This is one of Walter Gibbon’s mid 70′s experiments with breaks. This particular drum break is taken from the beginning of Happy Song by Rare Earth, which was a rock song and not disco at all! You will find this break sampled in many other places if you know to look out for it!
Here is the track’s mention by Tim Lawrence in Disco Madness: Walter Gibbons and the Legacy of Turntablism and Remixology”. Journal of Popular Music Studies, 20, 3, 2008, 276-329.
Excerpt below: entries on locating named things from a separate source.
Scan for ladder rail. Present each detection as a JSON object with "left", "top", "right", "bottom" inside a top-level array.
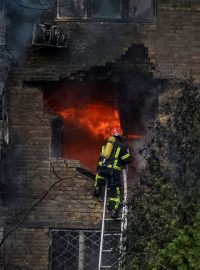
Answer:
[
  {"left": 118, "top": 169, "right": 128, "bottom": 270},
  {"left": 98, "top": 169, "right": 128, "bottom": 270},
  {"left": 98, "top": 181, "right": 108, "bottom": 270}
]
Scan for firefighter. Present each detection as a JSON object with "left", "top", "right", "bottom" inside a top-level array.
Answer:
[{"left": 93, "top": 127, "right": 130, "bottom": 218}]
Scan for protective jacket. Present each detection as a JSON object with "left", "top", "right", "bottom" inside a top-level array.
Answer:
[
  {"left": 98, "top": 136, "right": 130, "bottom": 172},
  {"left": 94, "top": 136, "right": 130, "bottom": 214}
]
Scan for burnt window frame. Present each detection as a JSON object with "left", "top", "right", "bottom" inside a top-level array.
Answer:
[
  {"left": 49, "top": 228, "right": 120, "bottom": 270},
  {"left": 56, "top": 0, "right": 157, "bottom": 22}
]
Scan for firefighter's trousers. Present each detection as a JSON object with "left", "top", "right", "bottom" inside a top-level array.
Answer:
[{"left": 95, "top": 172, "right": 121, "bottom": 211}]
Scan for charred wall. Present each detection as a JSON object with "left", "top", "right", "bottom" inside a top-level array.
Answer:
[{"left": 3, "top": 0, "right": 200, "bottom": 269}]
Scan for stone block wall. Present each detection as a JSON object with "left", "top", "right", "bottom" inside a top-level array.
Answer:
[{"left": 1, "top": 0, "right": 200, "bottom": 269}]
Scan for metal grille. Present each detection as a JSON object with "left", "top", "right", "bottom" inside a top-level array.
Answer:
[{"left": 50, "top": 230, "right": 119, "bottom": 270}]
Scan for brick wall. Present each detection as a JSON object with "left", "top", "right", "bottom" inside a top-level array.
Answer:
[{"left": 1, "top": 0, "right": 200, "bottom": 269}]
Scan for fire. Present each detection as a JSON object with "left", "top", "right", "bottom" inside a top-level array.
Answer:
[{"left": 58, "top": 104, "right": 120, "bottom": 139}]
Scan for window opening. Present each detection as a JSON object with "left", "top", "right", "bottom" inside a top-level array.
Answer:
[{"left": 50, "top": 230, "right": 119, "bottom": 270}]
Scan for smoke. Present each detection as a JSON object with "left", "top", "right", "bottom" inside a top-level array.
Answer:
[
  {"left": 6, "top": 0, "right": 54, "bottom": 60},
  {"left": 92, "top": 0, "right": 120, "bottom": 18}
]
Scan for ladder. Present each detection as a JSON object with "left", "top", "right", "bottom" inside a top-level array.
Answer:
[{"left": 98, "top": 169, "right": 128, "bottom": 270}]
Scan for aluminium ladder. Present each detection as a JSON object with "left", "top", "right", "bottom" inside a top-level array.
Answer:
[{"left": 98, "top": 169, "right": 128, "bottom": 270}]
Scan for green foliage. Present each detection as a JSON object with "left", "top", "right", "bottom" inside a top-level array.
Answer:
[{"left": 126, "top": 82, "right": 200, "bottom": 270}]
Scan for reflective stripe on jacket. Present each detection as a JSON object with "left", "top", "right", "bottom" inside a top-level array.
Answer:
[{"left": 99, "top": 141, "right": 130, "bottom": 171}]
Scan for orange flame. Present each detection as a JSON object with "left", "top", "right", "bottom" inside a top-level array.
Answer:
[{"left": 58, "top": 104, "right": 120, "bottom": 138}]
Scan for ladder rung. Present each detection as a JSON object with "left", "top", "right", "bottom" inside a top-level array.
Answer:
[{"left": 104, "top": 233, "right": 121, "bottom": 236}]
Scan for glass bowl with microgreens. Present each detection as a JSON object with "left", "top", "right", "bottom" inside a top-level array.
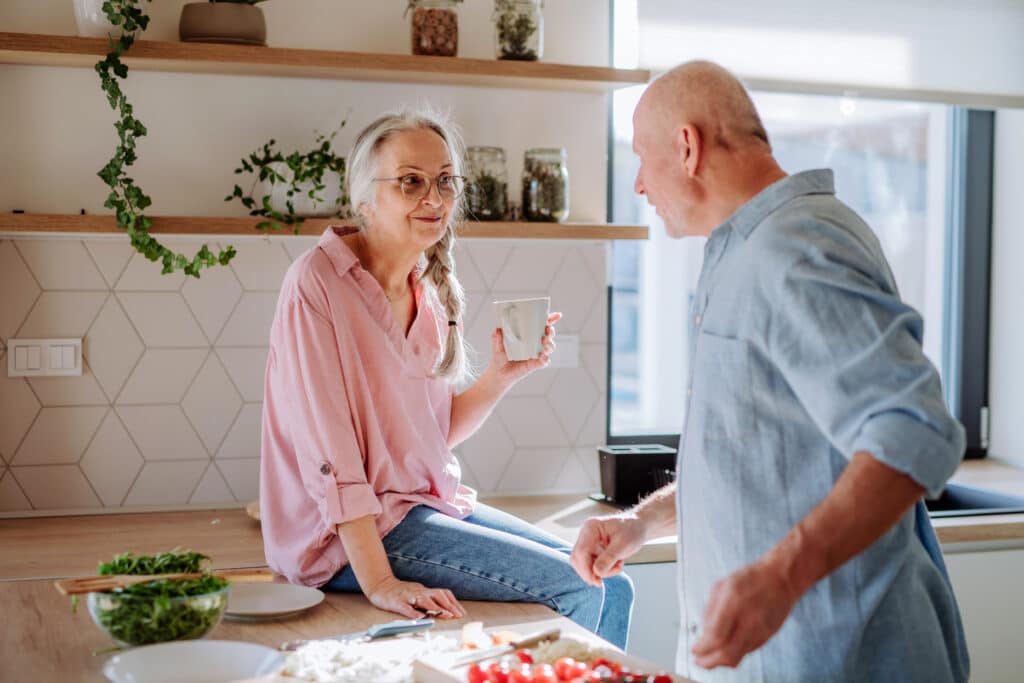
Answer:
[{"left": 80, "top": 551, "right": 230, "bottom": 647}]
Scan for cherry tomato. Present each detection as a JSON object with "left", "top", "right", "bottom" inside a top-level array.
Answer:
[
  {"left": 532, "top": 664, "right": 558, "bottom": 683},
  {"left": 466, "top": 663, "right": 487, "bottom": 683},
  {"left": 487, "top": 661, "right": 509, "bottom": 683},
  {"left": 554, "top": 657, "right": 575, "bottom": 681}
]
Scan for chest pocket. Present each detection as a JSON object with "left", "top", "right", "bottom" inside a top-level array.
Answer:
[{"left": 690, "top": 332, "right": 758, "bottom": 442}]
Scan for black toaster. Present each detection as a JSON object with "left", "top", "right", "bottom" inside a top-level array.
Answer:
[{"left": 595, "top": 443, "right": 676, "bottom": 507}]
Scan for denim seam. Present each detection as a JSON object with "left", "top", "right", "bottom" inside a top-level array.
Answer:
[{"left": 387, "top": 552, "right": 564, "bottom": 614}]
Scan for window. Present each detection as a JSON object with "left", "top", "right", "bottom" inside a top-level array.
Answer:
[{"left": 608, "top": 87, "right": 954, "bottom": 441}]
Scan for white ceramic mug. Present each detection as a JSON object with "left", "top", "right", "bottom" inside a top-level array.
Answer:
[{"left": 494, "top": 297, "right": 551, "bottom": 360}]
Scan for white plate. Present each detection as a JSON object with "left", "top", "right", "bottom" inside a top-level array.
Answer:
[
  {"left": 224, "top": 583, "right": 324, "bottom": 620},
  {"left": 103, "top": 640, "right": 285, "bottom": 683}
]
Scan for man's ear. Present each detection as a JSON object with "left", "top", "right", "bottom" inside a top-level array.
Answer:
[{"left": 678, "top": 123, "right": 703, "bottom": 178}]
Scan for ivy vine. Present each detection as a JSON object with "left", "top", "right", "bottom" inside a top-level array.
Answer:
[{"left": 95, "top": 0, "right": 236, "bottom": 278}]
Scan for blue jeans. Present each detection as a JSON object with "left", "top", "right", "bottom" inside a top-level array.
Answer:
[{"left": 322, "top": 504, "right": 633, "bottom": 649}]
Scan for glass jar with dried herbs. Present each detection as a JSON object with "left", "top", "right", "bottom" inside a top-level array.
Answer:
[
  {"left": 406, "top": 0, "right": 462, "bottom": 57},
  {"left": 522, "top": 147, "right": 569, "bottom": 223},
  {"left": 466, "top": 147, "right": 509, "bottom": 220},
  {"left": 494, "top": 0, "right": 544, "bottom": 61}
]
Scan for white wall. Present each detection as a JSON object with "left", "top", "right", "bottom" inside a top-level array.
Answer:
[
  {"left": 638, "top": 0, "right": 1024, "bottom": 95},
  {"left": 988, "top": 112, "right": 1024, "bottom": 467},
  {"left": 0, "top": 0, "right": 608, "bottom": 515}
]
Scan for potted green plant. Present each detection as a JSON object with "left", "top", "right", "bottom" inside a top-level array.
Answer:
[
  {"left": 96, "top": 0, "right": 234, "bottom": 278},
  {"left": 178, "top": 0, "right": 266, "bottom": 45},
  {"left": 224, "top": 121, "right": 348, "bottom": 234}
]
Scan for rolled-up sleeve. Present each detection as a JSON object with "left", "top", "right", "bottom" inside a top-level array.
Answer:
[
  {"left": 276, "top": 299, "right": 381, "bottom": 528},
  {"left": 767, "top": 250, "right": 965, "bottom": 496}
]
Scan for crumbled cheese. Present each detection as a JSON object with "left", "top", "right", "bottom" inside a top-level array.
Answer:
[{"left": 282, "top": 634, "right": 459, "bottom": 683}]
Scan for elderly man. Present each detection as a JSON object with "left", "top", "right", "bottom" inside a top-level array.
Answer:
[{"left": 572, "top": 62, "right": 968, "bottom": 683}]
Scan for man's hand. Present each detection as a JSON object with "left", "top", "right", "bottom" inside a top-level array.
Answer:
[
  {"left": 691, "top": 560, "right": 801, "bottom": 669},
  {"left": 569, "top": 513, "right": 646, "bottom": 586}
]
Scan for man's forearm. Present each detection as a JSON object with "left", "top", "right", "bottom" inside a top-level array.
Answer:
[
  {"left": 763, "top": 452, "right": 925, "bottom": 595},
  {"left": 631, "top": 482, "right": 676, "bottom": 540}
]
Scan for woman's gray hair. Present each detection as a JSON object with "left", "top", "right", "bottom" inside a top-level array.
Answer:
[{"left": 346, "top": 109, "right": 472, "bottom": 383}]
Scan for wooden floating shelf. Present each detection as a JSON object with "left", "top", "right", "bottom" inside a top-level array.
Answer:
[
  {"left": 0, "top": 218, "right": 649, "bottom": 240},
  {"left": 0, "top": 32, "right": 650, "bottom": 92}
]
Gibbons went on to DJ at Galaxy 21, an after-hours venue on Twenty-third Street, around late 1974, or possibly early 1975, and it was there that he began to play records such as Rare Earth “Happy Song” (drawn from the 1975 album Back to Earth), Jermaine Jackson “Erucu” (released by Motown on the Mahogany soundtrack in 1975) and the Cooley High soundtrack number “2 Pigs and A Hog” (also released in 1975), all of which contained prominent breaks. “Walter was so innovative,” notes Kenny Carpenter, who witnessed Gibbons forge his craft in Galaxy 21, where he worked the lights (and briefly dated the DJ). “He would buy two copies of a record like ‘Happy Song’ and he would loop the thirty-second conga section.” Hired to play drums alongside Gibbons, much to the irritation of the DJ, François Kevorkian recalls how listeners “would never hear the actual song” when Gibbons worked two copies of “Happy Song”. “You just heard the drums,” he adds. “It seemed like he kept them going forever, although I imagine it was actually about ten minutes.”
Francois K, who drummed alongside Gibbons at Galaxy 21, created his own edit of the break in 1977 as one of his first works, sold initially as an acetate through Sunshine Sound.
This particular interpretation by Gibbons was never released to the public, but offers an interesting insight into the changes in structure and priorities that disco would undergo in the process of its eventual transformation into house music.